How To Channel Your Business Ambition
Leadership Workshop (10 of 12) - Start with Yourself
Leading at Light Speed is a powerful leadership book for businesses, public agencies, and nonprofits revealing the 10 specific ways an organization must act and behave to build trust, spark innovation, and create a high-performing organization.
The Ambition Paradox is a concept in Leading at Light Speed described in Chapter 9 along with three other Leadership Paradoxes. You must purchase the book in order to read all four.
True leaders are ambitious – but their ambitions are in service to something greater than themselves. Martin Luther King, Jr., Jimmy Carter, Cesar Chavez, Barack Obama - these were ambitious men who knew what to sacrifice for the good of the cause. Renowned management consultant Peter Drucker describes it as a dedication to the fundamental needs of the organization. When Louis Gerstner took over at IBM, he saw the need for far greater customer focus. Jack Welch, when he took the reins at General Electric, saw that the company needed to narrow its focus to businesses that were at the very top of its marketplace. When Darwin Smith took over at Kimberly-Clark, he saw the need to sell the mills and focus on the paper products business. Let it not be said that these were not men of ambition. But the important thing is that each of the men felt they had truly identified what the organization needed from them. No one told Gerstner or Welch or Smith to do these things. Each man had the drive to accomplish what needed to be done. Nevertheless, these were the essentials.

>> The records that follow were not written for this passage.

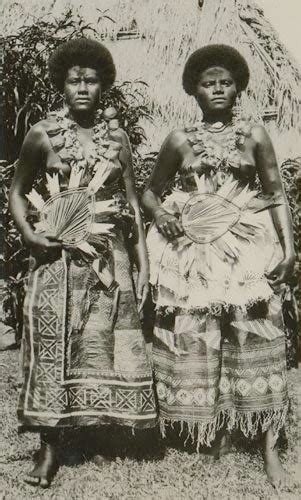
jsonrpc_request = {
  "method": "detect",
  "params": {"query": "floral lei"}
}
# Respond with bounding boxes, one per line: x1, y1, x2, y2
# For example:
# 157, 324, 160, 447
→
48, 108, 122, 178
185, 118, 252, 173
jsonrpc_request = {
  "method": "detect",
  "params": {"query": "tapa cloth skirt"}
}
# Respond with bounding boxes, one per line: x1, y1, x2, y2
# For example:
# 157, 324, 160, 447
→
18, 233, 156, 430
147, 191, 288, 446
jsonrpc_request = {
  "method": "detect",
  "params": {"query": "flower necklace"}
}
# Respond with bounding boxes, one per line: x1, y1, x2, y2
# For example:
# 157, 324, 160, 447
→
185, 118, 252, 173
50, 109, 122, 178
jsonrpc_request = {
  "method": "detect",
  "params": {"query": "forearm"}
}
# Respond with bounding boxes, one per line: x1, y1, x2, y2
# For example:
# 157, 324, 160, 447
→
271, 200, 295, 258
9, 191, 34, 240
133, 207, 149, 273
142, 189, 164, 218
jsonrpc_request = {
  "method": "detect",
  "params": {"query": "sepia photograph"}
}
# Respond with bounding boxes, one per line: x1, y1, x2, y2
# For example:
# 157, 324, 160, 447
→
0, 0, 301, 500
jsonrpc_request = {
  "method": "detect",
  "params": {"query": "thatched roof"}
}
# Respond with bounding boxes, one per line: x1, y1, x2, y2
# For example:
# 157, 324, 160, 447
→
0, 0, 300, 158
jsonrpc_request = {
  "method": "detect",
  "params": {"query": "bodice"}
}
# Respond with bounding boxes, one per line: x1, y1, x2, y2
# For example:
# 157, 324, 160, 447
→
179, 120, 256, 192
46, 113, 124, 200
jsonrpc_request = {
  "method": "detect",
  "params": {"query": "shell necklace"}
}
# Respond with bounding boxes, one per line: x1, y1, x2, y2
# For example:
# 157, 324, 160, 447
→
185, 119, 252, 173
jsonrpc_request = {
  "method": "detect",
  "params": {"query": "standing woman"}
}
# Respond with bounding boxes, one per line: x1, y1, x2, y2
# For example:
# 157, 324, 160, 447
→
143, 45, 294, 483
10, 38, 156, 487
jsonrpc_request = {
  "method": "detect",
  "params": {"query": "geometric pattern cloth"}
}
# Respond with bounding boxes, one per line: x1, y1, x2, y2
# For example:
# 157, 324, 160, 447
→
18, 232, 156, 430
153, 295, 288, 446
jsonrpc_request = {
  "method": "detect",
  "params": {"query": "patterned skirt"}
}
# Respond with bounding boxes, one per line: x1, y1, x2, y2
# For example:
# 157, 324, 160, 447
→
147, 198, 288, 447
18, 231, 156, 430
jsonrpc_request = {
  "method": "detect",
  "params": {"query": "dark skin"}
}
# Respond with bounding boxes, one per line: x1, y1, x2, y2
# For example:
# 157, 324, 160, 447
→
142, 67, 295, 486
142, 67, 295, 287
9, 66, 149, 488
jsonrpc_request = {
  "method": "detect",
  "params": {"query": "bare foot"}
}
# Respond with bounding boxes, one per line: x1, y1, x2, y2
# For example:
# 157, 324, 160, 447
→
24, 443, 58, 488
91, 455, 112, 467
212, 431, 231, 460
263, 429, 289, 488
264, 449, 289, 488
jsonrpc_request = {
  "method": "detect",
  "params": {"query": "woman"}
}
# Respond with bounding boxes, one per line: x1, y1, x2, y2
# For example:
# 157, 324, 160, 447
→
143, 45, 294, 483
10, 38, 156, 487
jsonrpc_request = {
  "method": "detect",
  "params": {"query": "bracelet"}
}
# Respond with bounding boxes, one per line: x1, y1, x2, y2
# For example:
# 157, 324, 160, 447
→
153, 207, 167, 217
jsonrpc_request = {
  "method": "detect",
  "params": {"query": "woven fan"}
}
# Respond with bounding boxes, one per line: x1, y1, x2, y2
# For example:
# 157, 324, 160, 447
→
182, 193, 240, 244
181, 174, 277, 261
40, 188, 94, 246
27, 162, 116, 255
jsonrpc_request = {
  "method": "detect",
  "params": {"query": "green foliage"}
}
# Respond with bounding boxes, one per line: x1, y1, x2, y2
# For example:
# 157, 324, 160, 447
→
2, 9, 149, 338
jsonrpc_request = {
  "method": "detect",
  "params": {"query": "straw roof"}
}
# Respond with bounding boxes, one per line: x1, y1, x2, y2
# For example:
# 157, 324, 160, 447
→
0, 0, 300, 157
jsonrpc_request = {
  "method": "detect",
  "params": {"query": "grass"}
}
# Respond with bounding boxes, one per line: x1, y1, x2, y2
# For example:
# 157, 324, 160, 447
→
0, 351, 301, 500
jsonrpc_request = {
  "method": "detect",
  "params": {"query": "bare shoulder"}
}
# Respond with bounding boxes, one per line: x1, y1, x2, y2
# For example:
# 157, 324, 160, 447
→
26, 119, 53, 143
251, 123, 271, 145
165, 129, 187, 151
110, 128, 129, 144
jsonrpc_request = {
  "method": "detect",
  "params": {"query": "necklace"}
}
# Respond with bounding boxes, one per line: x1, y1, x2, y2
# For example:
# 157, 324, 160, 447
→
50, 109, 122, 179
185, 119, 251, 173
204, 122, 231, 134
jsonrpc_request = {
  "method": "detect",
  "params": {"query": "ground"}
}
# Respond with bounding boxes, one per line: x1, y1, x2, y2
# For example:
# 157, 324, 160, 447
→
0, 350, 301, 500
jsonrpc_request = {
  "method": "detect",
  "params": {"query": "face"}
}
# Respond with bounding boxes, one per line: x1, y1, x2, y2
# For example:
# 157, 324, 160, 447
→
195, 66, 237, 113
64, 66, 101, 112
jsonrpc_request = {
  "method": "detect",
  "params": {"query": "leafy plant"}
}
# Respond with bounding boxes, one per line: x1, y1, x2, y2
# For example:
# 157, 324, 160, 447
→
2, 9, 149, 339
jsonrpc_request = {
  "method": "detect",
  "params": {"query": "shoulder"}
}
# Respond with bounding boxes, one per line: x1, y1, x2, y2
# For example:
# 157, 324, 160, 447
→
251, 123, 270, 145
109, 128, 130, 148
165, 128, 187, 149
23, 120, 50, 151
26, 119, 53, 144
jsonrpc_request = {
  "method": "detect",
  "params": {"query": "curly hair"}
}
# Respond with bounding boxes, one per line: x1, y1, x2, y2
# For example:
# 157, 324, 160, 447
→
182, 44, 250, 95
48, 37, 116, 92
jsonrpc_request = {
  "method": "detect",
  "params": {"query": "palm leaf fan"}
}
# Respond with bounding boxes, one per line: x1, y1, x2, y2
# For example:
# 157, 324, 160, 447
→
181, 193, 240, 244
38, 188, 94, 246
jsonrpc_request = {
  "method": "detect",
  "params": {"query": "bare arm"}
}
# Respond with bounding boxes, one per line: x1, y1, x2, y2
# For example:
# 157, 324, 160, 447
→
114, 129, 149, 310
9, 124, 60, 253
142, 130, 187, 239
252, 126, 295, 285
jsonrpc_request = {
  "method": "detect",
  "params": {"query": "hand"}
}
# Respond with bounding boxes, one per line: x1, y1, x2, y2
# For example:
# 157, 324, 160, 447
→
24, 233, 62, 262
137, 270, 149, 313
155, 208, 184, 239
266, 255, 295, 288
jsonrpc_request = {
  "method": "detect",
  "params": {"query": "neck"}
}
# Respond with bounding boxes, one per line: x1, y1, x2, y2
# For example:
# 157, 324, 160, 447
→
69, 111, 95, 128
203, 110, 233, 124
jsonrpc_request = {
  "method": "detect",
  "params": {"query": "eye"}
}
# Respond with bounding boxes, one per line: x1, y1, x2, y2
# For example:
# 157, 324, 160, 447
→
222, 80, 233, 87
201, 81, 214, 88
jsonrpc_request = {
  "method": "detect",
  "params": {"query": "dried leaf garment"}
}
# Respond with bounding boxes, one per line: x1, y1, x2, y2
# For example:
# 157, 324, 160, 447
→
18, 114, 156, 430
147, 122, 288, 446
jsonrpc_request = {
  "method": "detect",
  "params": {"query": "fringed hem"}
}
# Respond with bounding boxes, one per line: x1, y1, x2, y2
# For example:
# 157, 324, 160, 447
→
152, 291, 273, 316
159, 403, 289, 451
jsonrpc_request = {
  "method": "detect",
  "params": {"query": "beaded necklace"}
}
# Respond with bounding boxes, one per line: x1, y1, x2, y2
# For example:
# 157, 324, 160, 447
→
185, 118, 252, 173
50, 109, 122, 174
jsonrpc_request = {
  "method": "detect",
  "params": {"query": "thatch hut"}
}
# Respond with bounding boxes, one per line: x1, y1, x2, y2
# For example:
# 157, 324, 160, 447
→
0, 0, 300, 161
0, 0, 301, 360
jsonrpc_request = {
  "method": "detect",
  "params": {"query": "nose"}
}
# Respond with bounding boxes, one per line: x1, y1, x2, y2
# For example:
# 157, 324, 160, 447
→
78, 78, 87, 93
213, 82, 223, 94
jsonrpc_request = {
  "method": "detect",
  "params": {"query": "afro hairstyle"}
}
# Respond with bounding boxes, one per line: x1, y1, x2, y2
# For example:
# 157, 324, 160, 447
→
182, 44, 250, 95
48, 38, 116, 92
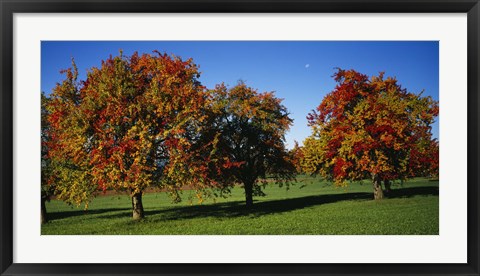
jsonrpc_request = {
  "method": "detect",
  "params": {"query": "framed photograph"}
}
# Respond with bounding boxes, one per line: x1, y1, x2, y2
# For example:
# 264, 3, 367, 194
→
0, 0, 480, 275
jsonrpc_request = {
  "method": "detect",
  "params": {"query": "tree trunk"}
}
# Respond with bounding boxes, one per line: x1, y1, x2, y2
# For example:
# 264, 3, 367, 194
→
132, 192, 145, 220
373, 174, 383, 200
383, 179, 392, 195
40, 197, 48, 224
243, 182, 253, 208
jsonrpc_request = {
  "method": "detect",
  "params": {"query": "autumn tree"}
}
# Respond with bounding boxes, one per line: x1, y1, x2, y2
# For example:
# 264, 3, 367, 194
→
49, 52, 216, 219
289, 141, 304, 174
46, 59, 96, 208
302, 69, 439, 199
210, 83, 294, 207
40, 92, 55, 224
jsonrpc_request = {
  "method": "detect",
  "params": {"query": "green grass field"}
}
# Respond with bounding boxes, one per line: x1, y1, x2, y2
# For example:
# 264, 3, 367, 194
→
42, 178, 439, 235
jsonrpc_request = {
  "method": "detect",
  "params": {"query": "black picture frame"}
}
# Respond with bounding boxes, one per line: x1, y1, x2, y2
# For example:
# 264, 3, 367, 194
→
0, 0, 480, 275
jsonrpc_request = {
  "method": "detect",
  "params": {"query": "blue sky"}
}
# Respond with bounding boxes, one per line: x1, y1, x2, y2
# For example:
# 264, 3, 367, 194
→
41, 41, 439, 148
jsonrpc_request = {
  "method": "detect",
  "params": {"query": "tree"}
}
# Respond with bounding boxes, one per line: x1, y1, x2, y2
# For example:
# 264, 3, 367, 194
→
210, 83, 294, 207
289, 141, 304, 174
302, 69, 439, 199
47, 59, 96, 208
49, 52, 214, 220
40, 92, 55, 224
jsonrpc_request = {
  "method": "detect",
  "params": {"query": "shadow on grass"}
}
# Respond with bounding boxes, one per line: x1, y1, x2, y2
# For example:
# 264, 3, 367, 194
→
146, 187, 438, 220
49, 187, 438, 221
47, 208, 131, 220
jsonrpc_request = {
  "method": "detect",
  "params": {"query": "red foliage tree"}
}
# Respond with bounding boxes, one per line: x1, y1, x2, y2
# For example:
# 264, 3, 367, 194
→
303, 69, 439, 199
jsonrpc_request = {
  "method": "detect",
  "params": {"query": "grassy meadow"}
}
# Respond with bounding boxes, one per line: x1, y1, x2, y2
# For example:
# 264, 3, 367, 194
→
41, 177, 439, 235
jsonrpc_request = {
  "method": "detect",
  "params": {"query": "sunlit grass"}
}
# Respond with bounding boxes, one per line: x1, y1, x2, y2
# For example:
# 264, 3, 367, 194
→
42, 176, 439, 235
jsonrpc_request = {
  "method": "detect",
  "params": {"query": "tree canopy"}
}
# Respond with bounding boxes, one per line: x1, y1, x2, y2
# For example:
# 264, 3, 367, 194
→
210, 82, 294, 207
302, 69, 439, 198
49, 52, 218, 218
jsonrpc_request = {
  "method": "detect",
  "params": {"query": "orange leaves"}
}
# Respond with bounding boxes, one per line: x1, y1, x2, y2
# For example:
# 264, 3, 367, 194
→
303, 69, 438, 183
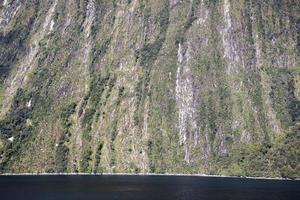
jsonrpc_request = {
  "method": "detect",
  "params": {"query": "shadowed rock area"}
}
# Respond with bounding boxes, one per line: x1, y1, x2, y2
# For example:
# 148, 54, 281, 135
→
0, 0, 300, 178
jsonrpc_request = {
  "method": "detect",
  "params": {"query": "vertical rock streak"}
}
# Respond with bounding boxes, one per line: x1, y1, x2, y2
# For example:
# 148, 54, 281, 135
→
176, 42, 197, 162
0, 0, 22, 28
221, 0, 240, 74
3, 0, 58, 116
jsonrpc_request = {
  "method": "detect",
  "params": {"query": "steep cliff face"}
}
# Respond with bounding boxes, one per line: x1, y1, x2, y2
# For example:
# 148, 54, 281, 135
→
0, 0, 300, 177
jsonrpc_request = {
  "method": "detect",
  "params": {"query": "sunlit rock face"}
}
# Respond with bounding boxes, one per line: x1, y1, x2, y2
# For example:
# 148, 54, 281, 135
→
0, 0, 300, 177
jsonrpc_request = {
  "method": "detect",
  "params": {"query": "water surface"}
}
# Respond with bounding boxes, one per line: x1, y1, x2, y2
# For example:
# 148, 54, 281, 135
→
0, 176, 300, 200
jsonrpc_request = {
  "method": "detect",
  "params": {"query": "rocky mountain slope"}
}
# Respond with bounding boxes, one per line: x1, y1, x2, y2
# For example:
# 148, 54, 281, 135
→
0, 0, 300, 177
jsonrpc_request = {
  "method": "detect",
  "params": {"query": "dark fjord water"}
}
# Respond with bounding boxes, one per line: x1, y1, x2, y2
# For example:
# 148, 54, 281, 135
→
0, 176, 300, 200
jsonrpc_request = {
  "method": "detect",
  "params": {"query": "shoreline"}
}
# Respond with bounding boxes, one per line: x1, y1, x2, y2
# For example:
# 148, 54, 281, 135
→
0, 173, 300, 181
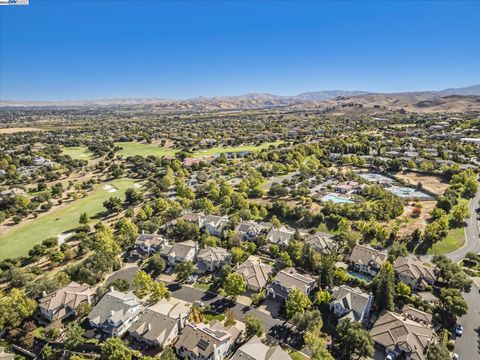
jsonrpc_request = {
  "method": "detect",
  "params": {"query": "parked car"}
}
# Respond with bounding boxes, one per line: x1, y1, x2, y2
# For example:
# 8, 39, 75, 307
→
455, 324, 463, 336
187, 275, 198, 284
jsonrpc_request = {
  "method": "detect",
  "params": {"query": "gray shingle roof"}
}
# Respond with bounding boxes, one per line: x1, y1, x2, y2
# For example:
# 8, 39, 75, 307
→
231, 336, 292, 360
88, 290, 142, 325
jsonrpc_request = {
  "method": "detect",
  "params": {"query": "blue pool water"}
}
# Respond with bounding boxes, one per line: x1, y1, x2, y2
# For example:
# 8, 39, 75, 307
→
358, 173, 393, 183
322, 194, 353, 204
347, 270, 373, 283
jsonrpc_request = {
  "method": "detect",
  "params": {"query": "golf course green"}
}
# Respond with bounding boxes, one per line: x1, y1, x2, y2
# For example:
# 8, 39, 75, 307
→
0, 179, 135, 260
63, 146, 95, 160
115, 141, 176, 156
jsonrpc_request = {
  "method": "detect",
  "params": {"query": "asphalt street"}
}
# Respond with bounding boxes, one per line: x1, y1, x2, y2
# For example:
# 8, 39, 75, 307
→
455, 283, 480, 360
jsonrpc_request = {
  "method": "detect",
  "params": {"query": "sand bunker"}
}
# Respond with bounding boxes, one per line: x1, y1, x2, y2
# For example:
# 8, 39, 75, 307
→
57, 232, 73, 245
103, 185, 118, 192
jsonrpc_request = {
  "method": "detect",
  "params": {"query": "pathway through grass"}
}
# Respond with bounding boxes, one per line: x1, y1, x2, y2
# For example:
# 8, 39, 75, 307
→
0, 179, 135, 260
63, 146, 95, 160
115, 141, 176, 157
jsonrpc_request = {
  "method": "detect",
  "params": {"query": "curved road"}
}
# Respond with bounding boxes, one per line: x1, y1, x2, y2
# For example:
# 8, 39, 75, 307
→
447, 188, 480, 262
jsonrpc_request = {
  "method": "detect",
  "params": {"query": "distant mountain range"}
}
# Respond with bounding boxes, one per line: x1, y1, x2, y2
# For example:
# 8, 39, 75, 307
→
0, 85, 480, 111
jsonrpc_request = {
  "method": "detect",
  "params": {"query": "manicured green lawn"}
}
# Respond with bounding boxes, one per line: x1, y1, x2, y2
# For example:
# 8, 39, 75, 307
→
0, 179, 135, 259
193, 142, 281, 157
63, 146, 95, 160
427, 198, 469, 255
115, 141, 176, 156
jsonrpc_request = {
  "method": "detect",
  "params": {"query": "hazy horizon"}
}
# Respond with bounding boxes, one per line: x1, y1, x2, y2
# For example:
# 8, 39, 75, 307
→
0, 1, 480, 101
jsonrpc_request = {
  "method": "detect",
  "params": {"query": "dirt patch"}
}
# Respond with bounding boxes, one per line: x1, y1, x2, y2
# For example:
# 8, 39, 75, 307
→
395, 172, 449, 195
0, 127, 45, 134
399, 201, 437, 236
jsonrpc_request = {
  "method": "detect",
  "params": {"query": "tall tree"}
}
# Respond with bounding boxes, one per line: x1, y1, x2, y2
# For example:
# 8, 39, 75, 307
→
100, 338, 132, 360
223, 272, 247, 296
285, 288, 312, 319
334, 319, 375, 360
245, 315, 265, 338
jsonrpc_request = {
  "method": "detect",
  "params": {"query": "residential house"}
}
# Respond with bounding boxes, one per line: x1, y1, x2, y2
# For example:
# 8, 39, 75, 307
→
305, 232, 337, 255
267, 268, 315, 300
370, 310, 435, 360
88, 288, 143, 337
128, 298, 190, 349
235, 256, 273, 291
235, 221, 269, 241
231, 335, 292, 360
204, 215, 228, 236
180, 212, 206, 228
0, 346, 15, 360
174, 320, 241, 360
335, 181, 367, 195
348, 245, 388, 276
38, 282, 95, 321
130, 234, 168, 256
330, 285, 373, 322
160, 240, 198, 266
197, 246, 232, 273
394, 256, 436, 290
267, 225, 295, 251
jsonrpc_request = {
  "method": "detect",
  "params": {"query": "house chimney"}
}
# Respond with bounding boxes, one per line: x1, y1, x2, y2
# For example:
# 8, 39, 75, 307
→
213, 344, 220, 360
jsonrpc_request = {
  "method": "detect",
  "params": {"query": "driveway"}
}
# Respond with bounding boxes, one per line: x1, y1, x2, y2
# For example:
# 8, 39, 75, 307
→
168, 284, 303, 350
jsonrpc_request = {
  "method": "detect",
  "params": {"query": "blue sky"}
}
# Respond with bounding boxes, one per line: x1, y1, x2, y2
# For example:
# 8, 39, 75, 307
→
0, 0, 480, 100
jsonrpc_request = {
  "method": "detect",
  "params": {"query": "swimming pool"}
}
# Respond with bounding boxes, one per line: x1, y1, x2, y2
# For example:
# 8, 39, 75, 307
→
358, 173, 393, 183
387, 186, 432, 200
322, 194, 353, 204
347, 270, 373, 283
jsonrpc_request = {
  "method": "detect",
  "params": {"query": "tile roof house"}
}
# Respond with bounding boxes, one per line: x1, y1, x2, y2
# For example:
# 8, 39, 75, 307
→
160, 240, 198, 266
197, 246, 232, 273
87, 289, 143, 336
235, 257, 273, 291
394, 256, 436, 290
304, 232, 337, 255
330, 285, 373, 322
267, 268, 315, 300
174, 320, 241, 360
0, 346, 15, 360
129, 234, 168, 258
348, 245, 388, 276
370, 310, 435, 360
38, 282, 95, 321
128, 298, 190, 349
235, 221, 269, 241
231, 335, 292, 360
267, 225, 295, 250
203, 215, 228, 236
335, 181, 367, 195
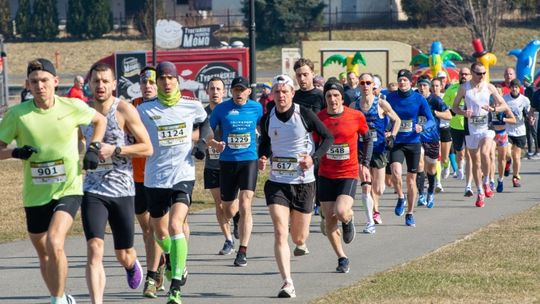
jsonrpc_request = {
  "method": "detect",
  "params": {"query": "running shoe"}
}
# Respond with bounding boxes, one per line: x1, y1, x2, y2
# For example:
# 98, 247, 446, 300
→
143, 278, 157, 299
341, 216, 356, 244
167, 288, 182, 304
336, 257, 349, 273
475, 193, 485, 208
234, 252, 247, 267
464, 186, 474, 197
405, 213, 416, 227
426, 192, 435, 209
219, 240, 234, 255
293, 244, 309, 256
278, 283, 296, 298
416, 193, 426, 207
394, 198, 405, 216
497, 181, 504, 193
362, 223, 375, 234
512, 176, 521, 188
373, 211, 382, 225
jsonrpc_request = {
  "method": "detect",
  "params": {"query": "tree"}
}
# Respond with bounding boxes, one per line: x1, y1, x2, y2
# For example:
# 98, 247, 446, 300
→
66, 0, 86, 38
30, 0, 59, 40
15, 0, 32, 38
0, 0, 13, 38
242, 0, 326, 45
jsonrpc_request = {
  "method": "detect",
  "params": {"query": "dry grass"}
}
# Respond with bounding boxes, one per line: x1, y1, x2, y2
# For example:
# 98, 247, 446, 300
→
313, 205, 540, 304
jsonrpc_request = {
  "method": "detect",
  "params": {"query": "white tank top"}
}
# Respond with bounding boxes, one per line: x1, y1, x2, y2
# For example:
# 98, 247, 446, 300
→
465, 81, 491, 135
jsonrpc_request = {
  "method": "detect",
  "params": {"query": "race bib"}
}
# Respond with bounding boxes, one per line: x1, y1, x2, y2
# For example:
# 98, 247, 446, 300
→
227, 133, 251, 149
157, 122, 189, 147
326, 144, 351, 160
272, 157, 298, 177
30, 159, 66, 185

Leaders master the fine line between self-serving ambition and selfless ambition. What it comes down to in the end is that successful leaders are those who do not allow themselves to be put off by potential challenges and personal upset to the extent that they lose the drive to accomplish what is needed for the good of the organization. So when faced with the ambition paradox, ask yourself: “Am I willing to suffer some personal loss – even up to losing my comfortable way of life or my job – in order to do what’s right?” If the answer is yes, then you’ve found the path through the ambition paradox.